Montreal’s Arthur Holden brings comedy ‘Ars Poetica’ to Calgary’s Scorpio Theatre

When passion for art is overshadowed by the difficulty to make it profitable, why do struggling artists continue to pursue their craft with tireless ambition?

Such is the question presented by Montreal-based playwright Arthur Holden in “Ars Poetica” set to hit Calgary Feb. 15 to 23.

The comedy, written by Holden and produced by Calgary’s Scorpio Theatre, looks at the issue of funding for the arts. It explores a fictional English language poetry magazine, Ars Poetica, and its difficulties staying afloat in Montreal’s Francophone culture.

Calgary is the second Canadian city where the play is being produced — the first being Montréal. While the English-French debate is part of the play, it focuses on the validity of art as a whole.

Given our city’s current title as the cultural capital of Canada, Holden says it is a great place to explore the topic.

“To get a really vibrant art or theatre scene, a city has to be economically in good shape,” Holden says. “With Calgary for example, you have Enbridge backing the playRites Festival at Alberta Theatre Projects. It’s one of those curious things where arts thrive when business thrives.”

Holden has appeared in Zack Snyder’s 300 and Martin Scorsese’s The Aviator. He has been voicing the character of Mr.

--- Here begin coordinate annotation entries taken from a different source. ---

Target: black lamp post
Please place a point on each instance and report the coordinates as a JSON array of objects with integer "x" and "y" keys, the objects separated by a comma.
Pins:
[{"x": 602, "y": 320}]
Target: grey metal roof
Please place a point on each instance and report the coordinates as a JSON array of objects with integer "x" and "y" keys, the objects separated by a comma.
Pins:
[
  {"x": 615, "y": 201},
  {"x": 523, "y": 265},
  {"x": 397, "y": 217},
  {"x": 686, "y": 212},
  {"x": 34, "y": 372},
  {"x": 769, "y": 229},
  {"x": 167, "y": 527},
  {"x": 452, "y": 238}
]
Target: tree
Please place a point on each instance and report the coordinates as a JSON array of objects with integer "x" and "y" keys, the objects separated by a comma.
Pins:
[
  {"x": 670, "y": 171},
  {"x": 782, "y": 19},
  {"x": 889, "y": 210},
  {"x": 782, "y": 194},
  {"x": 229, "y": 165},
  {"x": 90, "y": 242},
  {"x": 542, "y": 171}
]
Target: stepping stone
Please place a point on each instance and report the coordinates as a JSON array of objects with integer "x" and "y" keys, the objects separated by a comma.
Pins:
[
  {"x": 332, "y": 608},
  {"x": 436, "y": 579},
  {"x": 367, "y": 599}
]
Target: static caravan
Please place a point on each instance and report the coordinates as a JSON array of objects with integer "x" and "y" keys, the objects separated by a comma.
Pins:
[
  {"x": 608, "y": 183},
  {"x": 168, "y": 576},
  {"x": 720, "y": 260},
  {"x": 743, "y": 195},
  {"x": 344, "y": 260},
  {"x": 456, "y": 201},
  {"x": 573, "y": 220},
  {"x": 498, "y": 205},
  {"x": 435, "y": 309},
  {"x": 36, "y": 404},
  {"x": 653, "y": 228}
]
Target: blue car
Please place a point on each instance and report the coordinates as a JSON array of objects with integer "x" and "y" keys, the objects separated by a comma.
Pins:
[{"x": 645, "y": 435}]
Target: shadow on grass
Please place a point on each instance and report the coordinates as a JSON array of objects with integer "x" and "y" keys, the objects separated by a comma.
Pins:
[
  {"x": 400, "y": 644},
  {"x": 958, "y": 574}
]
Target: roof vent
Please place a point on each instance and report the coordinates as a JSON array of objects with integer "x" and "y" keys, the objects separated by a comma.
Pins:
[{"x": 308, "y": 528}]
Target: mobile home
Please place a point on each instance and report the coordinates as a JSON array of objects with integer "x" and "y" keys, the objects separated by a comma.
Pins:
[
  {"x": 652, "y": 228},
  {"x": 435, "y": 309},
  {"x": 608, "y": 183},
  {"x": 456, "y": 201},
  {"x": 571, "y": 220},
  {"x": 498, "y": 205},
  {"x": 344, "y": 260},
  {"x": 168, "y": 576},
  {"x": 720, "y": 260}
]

Ratburn on the cartoon Arthur since it debuted in 1996 and has done voice work on a number of video games, including the “Assassin’s Creed” series.

He was also practised as a lawyer before moving into theatre.

The characters

The comparison between business and art exists in the father-daughter pairing of Hugh and Naomi.Actress Sara Deabler plays Naomi Rose, an aspiring poet whose love for her art is matched only by her loyalty to a near bankrupt publication.

Photo by Justin Wilson

Hugh, a successful lawyer, is drawn into the magazines woes when Naomi opts to remain an ambitious intern at Ars Poetica instead of taking a job he had arranged for her.

Holden says at times he thought back to his courtroom days when writing for Hugh’s character.

“Hugh has a couple of rants that I’d like to say I let myself go a little overboard on, but they aren’t totally foreign to some of the things I feel about how the world works.”

Other characters include:
• Julia, the magazine editor and an American immigrant who once set fire to a police car.
• George, the publisher who uses the magazine’s budget for personal conquests, including hourly rate motels.
• Diane, a program officer with the Canada Council for the Arts, with a paranoid fear of living on cat food and tap water.

The clash of pride and progress

A key theme of the play is the idea that many artists bend over backwards to receive miniscule sums of money from organizations like the Canada Council.

Holden addresses this by having Hugh read aloud a business plan written by George directed at the council.

In the plan, George makes it very clear he’s not jumping through hoops for what he feels is a measly $28,000 grant.

The finished document not only suggests a detailed price list for a plan to whore himself out to wealthy Montreal art connoisseurs — including a $5,000 fellatio fee — but also an accusation of tyranny directed at the council.

Lies and technology

One of the things Holden feels the audience will appreciate is the visual aspect of Ars Poetica.

A key element in the play is how the characters converse via text message.

“We have these tools now that make it possible for us to communicate by writing instantaneously and it gives us another opportunity to lie and deceive,” Holden says. “So, what we’ve done in the play is when they send a text message, it is projected somewhere, and the audience actually sees what they’re texting.”

Through the projections, audiences will be in on who’s lying, who’s sexting about whips and paddles, who’s dodging who, and what characters really think of one another as they go through the motions of polite conversation.

One in 200

Ars Poetica was submitted to Scorpio between late Dec. 2011 and late Jan. 2012, after a tweet by artistic director Aaron Conrad let people know about the theatre’s call for submissions.

The theatre received more than 200 scripts from around the world.

“It’s one of those curious things where arts thrive when business thrives.”

— Arthur Holden

“Anything that hasn’t been performed in Calgary before, we’ll take a look at,” says Conrad. “So, we put out a call for submissions, nothing really out of the ordinary. Somehow I ended up with scripts from places like Macedonia.”

Out of the submissions, Ars Poetica is the only one Scorpio chose to stage.

Director Dan Gibbins says he found it hilarious upon his first reading.

“I think it’s everything that makes farce nicely fast-moving and funny, while still being really grounded in its characters,” Gibbins says. “There are elements of it without ever crossing into that full on ridiculous setting.”

The director says that when working in the realm of this type of comedy, it’s about making sure his cast is not reaching for the laugh. Laughs are sure to come organically with Holden’s script, though.

Ars Poetica is showing at the Pumphouse Theatre.